One thing that doesn't work - Rebecca invited Eileen over before Christmas Eve, to the house they ended up in, but they ended up in that house because of something that happened on Christmas Eve morning, unplanned by Rebecca. Hmm.

message 24: by Ang (new) - rated it 4 stars

Ang | 1685 comments Thinking of Eileen and Lucy Barton, both suffering abusive childhoods, the judges probably thought they can't include both. I wish they'd gone with Lucy Barton.

message 25: by Hugh (last edited Sep 19, 2016 10:48AM) (new) - rated it 2 stars

Hugh (bodachliath) | 3540 comments Mod
This book just seemed to lack sparkle. I might have enjoyed it more if I had read it with no preconceptions - I do like the idea of a heroine with almost no heroic qualities, but overall I just felt the book was a bit dull and drab, and I would be surprised and disappointed if it wins.

message 26: by Lee (new) - rated it 4 stars

Lee I really enjoyed reading this and could honestly read it again anytime. I don't think it's good enough to win by any measure but I'm delighted it's on the shortlist. It takes risks and doesn't set out to please. David Szalay's book takes zero risks and sets out to confirm stereotypes (and is also finely written, and is far more likely to win, I'd imagine). Many of Eileen's shortcomings as eloquently pointed out on here are often the things I like about it: it's discordant and raw and rough and bitter. The style and the mood and the central character are all consonant, and you acutely feel all the "f***-you joke, also I’m broke, also I want to be famous". I loved that.

"This book just seemed to lack sparkle" - Hugh, I'm sure many folk have said similar about Patricia Highsmith and Jim Thompson. But I'm also a fan of writers like Stephen Wright, Craig Nova and Russell Banks, so maybe I'm more susceptible to something like Eileen.

Lucille (lucillet) | 1 comments Lee wrote: "I really enjoyed reading this and could honestly read it again anytime. I don't think it's good enough to win by any measure but I'm delighted it's on the shortlist. It takes risks and doesn't set ..."

I couldn't agree with you more. I don't think this will win, but I think Moshfegh is an exciting badass talent and I'm so eager to read more from her.

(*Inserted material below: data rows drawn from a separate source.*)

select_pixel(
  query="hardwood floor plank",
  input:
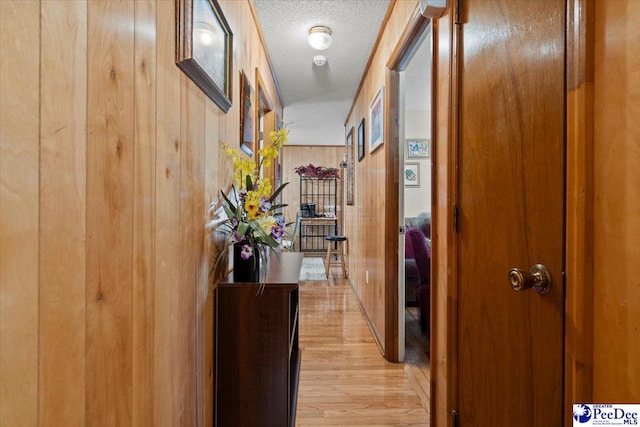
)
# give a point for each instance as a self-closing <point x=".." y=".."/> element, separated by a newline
<point x="344" y="380"/>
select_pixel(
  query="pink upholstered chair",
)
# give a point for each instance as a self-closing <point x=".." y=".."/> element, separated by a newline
<point x="422" y="255"/>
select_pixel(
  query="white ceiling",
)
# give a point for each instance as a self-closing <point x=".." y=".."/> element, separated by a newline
<point x="317" y="99"/>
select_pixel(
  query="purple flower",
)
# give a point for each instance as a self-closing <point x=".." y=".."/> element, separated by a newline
<point x="277" y="232"/>
<point x="265" y="204"/>
<point x="247" y="252"/>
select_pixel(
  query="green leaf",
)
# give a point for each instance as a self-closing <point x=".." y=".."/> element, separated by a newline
<point x="278" y="191"/>
<point x="226" y="199"/>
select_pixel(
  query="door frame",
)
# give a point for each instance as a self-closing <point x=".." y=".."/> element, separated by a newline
<point x="404" y="49"/>
<point x="578" y="368"/>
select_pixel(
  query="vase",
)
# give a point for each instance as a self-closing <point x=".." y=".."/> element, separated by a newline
<point x="245" y="270"/>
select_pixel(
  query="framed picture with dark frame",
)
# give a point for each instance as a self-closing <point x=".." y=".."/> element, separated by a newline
<point x="350" y="166"/>
<point x="376" y="121"/>
<point x="247" y="115"/>
<point x="412" y="174"/>
<point x="204" y="48"/>
<point x="361" y="141"/>
<point x="417" y="148"/>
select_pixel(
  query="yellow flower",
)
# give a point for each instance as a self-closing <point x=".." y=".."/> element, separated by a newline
<point x="264" y="187"/>
<point x="267" y="223"/>
<point x="251" y="206"/>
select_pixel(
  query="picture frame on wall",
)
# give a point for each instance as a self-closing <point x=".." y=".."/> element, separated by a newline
<point x="361" y="141"/>
<point x="412" y="174"/>
<point x="204" y="48"/>
<point x="376" y="121"/>
<point x="247" y="115"/>
<point x="418" y="148"/>
<point x="350" y="166"/>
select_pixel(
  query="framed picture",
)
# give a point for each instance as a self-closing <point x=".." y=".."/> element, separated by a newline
<point x="204" y="48"/>
<point x="247" y="119"/>
<point x="361" y="141"/>
<point x="418" y="148"/>
<point x="350" y="166"/>
<point x="376" y="121"/>
<point x="412" y="174"/>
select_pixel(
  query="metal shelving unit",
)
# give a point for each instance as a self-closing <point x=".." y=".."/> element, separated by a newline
<point x="319" y="206"/>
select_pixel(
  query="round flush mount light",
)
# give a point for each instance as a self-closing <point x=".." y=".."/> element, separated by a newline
<point x="320" y="37"/>
<point x="319" y="60"/>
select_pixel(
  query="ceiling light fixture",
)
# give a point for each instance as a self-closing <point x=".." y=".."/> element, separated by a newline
<point x="320" y="37"/>
<point x="319" y="60"/>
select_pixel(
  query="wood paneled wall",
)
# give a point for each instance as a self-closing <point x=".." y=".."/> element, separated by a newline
<point x="109" y="158"/>
<point x="366" y="218"/>
<point x="616" y="216"/>
<point x="300" y="155"/>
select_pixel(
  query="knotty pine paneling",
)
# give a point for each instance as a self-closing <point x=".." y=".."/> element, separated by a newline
<point x="616" y="312"/>
<point x="110" y="148"/>
<point x="366" y="218"/>
<point x="19" y="211"/>
<point x="106" y="172"/>
<point x="63" y="201"/>
<point x="144" y="274"/>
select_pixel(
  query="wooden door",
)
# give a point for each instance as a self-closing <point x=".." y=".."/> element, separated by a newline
<point x="511" y="193"/>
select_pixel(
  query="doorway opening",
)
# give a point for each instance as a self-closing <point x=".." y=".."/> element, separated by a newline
<point x="410" y="78"/>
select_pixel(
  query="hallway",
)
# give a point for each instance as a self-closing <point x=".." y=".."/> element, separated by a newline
<point x="344" y="380"/>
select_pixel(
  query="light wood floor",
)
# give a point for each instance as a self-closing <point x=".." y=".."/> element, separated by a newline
<point x="344" y="380"/>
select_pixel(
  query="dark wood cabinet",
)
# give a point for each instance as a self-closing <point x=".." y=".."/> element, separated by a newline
<point x="257" y="357"/>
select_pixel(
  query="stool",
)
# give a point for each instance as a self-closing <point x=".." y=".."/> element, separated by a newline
<point x="337" y="240"/>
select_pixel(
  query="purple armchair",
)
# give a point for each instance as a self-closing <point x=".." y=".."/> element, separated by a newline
<point x="422" y="254"/>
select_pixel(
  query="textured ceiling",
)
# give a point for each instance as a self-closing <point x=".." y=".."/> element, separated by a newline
<point x="317" y="99"/>
<point x="285" y="24"/>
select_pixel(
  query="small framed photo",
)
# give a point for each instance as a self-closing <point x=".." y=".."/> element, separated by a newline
<point x="376" y="121"/>
<point x="247" y="121"/>
<point x="350" y="166"/>
<point x="417" y="148"/>
<point x="412" y="174"/>
<point x="204" y="48"/>
<point x="361" y="141"/>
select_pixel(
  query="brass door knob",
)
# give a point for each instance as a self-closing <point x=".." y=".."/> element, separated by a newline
<point x="538" y="278"/>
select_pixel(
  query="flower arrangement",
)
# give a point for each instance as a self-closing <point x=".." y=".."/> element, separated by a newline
<point x="320" y="172"/>
<point x="253" y="220"/>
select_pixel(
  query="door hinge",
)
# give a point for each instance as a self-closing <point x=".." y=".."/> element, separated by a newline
<point x="457" y="12"/>
<point x="456" y="218"/>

message 28: by Sara G (new) - added it

Sara G | 166 comments Much of the commentary about Eileen hangs on its innovativeness, but it reminded me very much of Wetlands, only with the added noir aspect. I enjoyed both books and would gladly read more from Moshfegh, but the "it's so original" argument doesn't really work for me. It's more like "usually the Man Booker judges don't award this type of work" than "this type of work is not being written."

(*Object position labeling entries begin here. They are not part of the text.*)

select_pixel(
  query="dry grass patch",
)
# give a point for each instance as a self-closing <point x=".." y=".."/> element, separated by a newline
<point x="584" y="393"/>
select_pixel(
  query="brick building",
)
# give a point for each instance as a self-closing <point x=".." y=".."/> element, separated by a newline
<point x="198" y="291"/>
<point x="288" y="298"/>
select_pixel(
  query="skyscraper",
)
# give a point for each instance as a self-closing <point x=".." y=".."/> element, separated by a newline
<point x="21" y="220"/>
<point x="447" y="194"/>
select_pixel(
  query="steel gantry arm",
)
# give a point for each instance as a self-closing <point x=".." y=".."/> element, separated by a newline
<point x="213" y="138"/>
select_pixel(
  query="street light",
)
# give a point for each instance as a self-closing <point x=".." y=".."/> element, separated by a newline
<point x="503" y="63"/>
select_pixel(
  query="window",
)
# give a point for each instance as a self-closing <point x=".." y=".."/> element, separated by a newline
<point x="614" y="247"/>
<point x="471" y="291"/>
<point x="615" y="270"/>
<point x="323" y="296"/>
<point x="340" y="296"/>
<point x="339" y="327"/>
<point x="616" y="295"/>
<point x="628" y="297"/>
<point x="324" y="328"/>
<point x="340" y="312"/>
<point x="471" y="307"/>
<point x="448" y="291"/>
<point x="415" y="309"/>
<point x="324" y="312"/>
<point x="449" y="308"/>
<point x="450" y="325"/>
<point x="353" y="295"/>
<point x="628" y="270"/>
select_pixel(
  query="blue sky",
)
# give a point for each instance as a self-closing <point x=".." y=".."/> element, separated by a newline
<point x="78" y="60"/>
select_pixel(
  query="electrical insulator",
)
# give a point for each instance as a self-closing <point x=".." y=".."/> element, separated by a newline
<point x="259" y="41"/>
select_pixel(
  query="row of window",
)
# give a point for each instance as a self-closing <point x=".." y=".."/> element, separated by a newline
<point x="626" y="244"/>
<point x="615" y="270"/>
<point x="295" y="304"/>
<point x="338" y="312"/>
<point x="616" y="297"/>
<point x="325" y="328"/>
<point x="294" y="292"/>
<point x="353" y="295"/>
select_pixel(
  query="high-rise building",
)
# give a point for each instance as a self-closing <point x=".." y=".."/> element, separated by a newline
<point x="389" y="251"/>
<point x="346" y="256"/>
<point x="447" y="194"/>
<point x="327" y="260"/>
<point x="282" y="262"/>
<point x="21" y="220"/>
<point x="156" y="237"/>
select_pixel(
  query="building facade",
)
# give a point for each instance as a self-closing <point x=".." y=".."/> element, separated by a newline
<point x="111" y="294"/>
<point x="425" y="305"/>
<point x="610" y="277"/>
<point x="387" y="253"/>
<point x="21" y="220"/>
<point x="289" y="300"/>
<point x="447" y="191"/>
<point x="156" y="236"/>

message 29: by Eric (new) - rated it 2 stars

Eric | 257 comments So that book was "fine". The 85% part meandered of course, but Eileen, as a character, was off-kilter enough to hold interest. The plot twist wasn't handled all that deftly, but that didn't really irritate the way it could have; perhaps it too was off-kilter enough to mirror the character. Or perhaps because the first 200 pages were just "fine" it didn't have enough to lose for me to nitpick. Final thought - I wanted to throttle the 75 year old woman recollecting the story. What an awful voice/narrative device. She wasn't present enough to really detract all that much, but it wasn't pretty.